To Mend a Birth Defect, Surgeons Operate on the Patient Within the Patient

To Mend a Birth Defect, Surgeons Operate on the Patient Within the Patient

Denise Grady | The New York Times 


Denise Grady has been a reporter in the science news department of The New York Times since September 1998, and has also worked as a health editor there.  She wrote for The Times for several years before that as a freelancer. Grady has written more than 1,000 articles about medicine and biology for The Times; she edited two Times books, one on women’s health and one on alternative medicine; and is the author of “Deadly Invaders,” a book about emerging viruses that was published in October 2006.

In her article: “To Mend a Birth Defect, Surgeons Operate on the Patient Within the Patient,” author Denise Grady discusses innovations in the field of fetal surgery through the explanation of case in Houston, Texas. Previously, prenatal surgery was reserved for fetuses with congenital birth defects that would cause death unless operated on. In this article however, Grady claims that by expanding the use of this technique to treat less lethal, but still debilitating, conditions, the amount of babies being born preterm can decrease, with their quality of life being improved drastically.

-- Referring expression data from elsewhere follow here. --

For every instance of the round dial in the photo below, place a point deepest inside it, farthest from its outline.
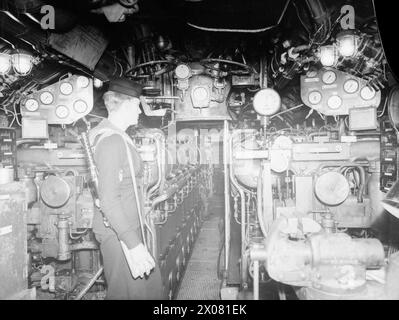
(267, 102)
(282, 142)
(62, 112)
(329, 77)
(83, 82)
(334, 102)
(80, 106)
(31, 105)
(47, 98)
(183, 71)
(66, 88)
(200, 94)
(315, 97)
(368, 93)
(351, 86)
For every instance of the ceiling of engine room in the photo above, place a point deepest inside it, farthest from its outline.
(191, 25)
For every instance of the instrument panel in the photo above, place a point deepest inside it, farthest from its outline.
(333, 93)
(64, 102)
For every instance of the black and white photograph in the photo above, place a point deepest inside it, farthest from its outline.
(214, 151)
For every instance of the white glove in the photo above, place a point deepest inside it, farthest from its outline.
(139, 260)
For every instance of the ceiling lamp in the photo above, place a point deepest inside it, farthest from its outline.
(347, 43)
(22, 63)
(5, 63)
(98, 83)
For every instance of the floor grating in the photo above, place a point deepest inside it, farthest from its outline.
(200, 280)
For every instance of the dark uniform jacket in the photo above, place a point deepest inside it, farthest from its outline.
(116, 194)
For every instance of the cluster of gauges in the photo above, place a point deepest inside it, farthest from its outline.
(64, 91)
(350, 86)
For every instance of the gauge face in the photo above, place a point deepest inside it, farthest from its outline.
(351, 86)
(47, 98)
(329, 77)
(315, 97)
(182, 71)
(66, 88)
(62, 112)
(282, 142)
(80, 106)
(83, 82)
(334, 102)
(267, 102)
(200, 94)
(368, 93)
(31, 105)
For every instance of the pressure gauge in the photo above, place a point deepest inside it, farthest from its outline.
(282, 142)
(315, 97)
(351, 86)
(329, 77)
(31, 105)
(83, 82)
(66, 88)
(367, 93)
(80, 106)
(200, 94)
(47, 98)
(267, 102)
(183, 71)
(334, 102)
(62, 112)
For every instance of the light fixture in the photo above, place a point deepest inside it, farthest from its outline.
(22, 63)
(347, 44)
(98, 83)
(328, 56)
(5, 63)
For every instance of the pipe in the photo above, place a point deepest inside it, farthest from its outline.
(260, 203)
(365, 150)
(244, 276)
(64, 250)
(226, 195)
(362, 174)
(256, 280)
(89, 284)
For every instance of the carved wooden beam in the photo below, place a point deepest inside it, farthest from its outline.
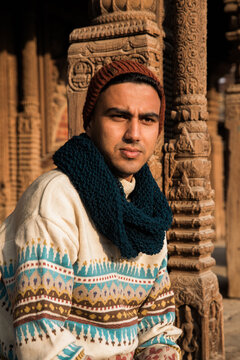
(232, 9)
(187, 186)
(29, 119)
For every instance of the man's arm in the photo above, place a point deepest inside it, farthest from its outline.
(43, 292)
(156, 331)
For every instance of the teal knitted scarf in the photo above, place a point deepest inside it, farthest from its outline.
(135, 226)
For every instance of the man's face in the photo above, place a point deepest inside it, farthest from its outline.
(125, 126)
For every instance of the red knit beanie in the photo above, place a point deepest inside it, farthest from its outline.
(109, 72)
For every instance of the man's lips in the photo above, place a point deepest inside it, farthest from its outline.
(130, 153)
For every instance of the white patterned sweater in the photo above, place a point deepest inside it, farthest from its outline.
(65, 291)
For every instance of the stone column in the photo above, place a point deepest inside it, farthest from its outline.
(188, 189)
(29, 118)
(5, 193)
(215, 101)
(232, 8)
(120, 29)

To prove this claim, Grady walks through the treatment of a 24-week fetus with Spina Bifida, a birth defect in which there is a small hole in the back exposing the spine and spinal cord. While Spina Bifida is the most common neural tube defect in the U.S. (affecting 4,000 babies each year) the previous course of treatment had not been reformed in over fifty years. These babies were forced to be delivered around the 25-week mark (normal gestational term is 40-weeks) and immediately undergo surgery to fix the whole and prevent damage to the spinal cord. However, the mortality rate for fetuses born before 25 weeks hovers around 65 percent, and that is without the added complications and risks of a major operation.

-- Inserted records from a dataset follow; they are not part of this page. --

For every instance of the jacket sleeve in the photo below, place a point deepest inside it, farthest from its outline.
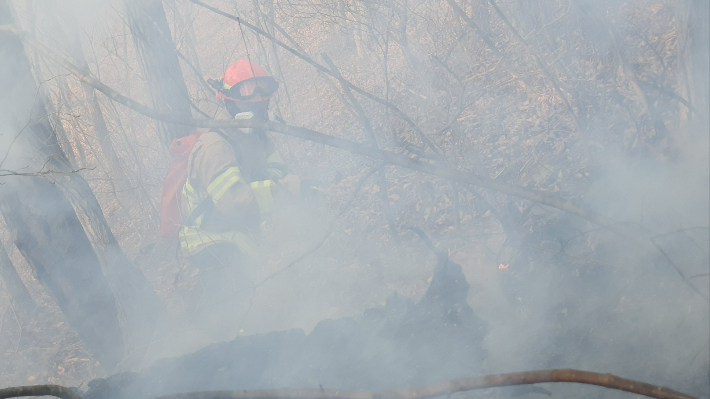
(216, 166)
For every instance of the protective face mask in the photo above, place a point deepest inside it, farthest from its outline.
(249, 115)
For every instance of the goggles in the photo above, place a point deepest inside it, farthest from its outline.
(258, 88)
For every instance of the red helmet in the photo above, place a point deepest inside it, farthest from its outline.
(245, 81)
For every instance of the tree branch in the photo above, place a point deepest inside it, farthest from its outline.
(328, 72)
(38, 390)
(332, 141)
(450, 387)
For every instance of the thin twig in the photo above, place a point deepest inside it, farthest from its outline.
(327, 71)
(337, 142)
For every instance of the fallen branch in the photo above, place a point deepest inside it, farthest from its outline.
(38, 390)
(447, 388)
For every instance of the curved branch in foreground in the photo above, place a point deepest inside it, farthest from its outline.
(38, 390)
(454, 386)
(445, 388)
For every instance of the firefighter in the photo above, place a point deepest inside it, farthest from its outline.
(233, 177)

This is where fetal surgery comes in. Grady discusses two doctors, Dr. Belfort and Dr. Whitehead at Baylor college of medicine, who spearheaded a new technique to treat Spina Bifida, one that “some in the field are eager to learn, but that others regard warily, questioning its long-term safety for the fetus.” Instead of operating after a preterm birth the hole is closed in utero by placing two fetoscopes in small incisions on either side of the uterus, allowing the mother to carry the baby to full-term while also preventing the nerve damage the can occur if leaving the defect until the baby is fully-cooked so to speak.

Grady uses this study to prove her claim the fetal surgery should be expanded to fix a greater variety of birth defects. She is able to do this by using persuasive language and examples that show its possible benefits far outweigh its consequences.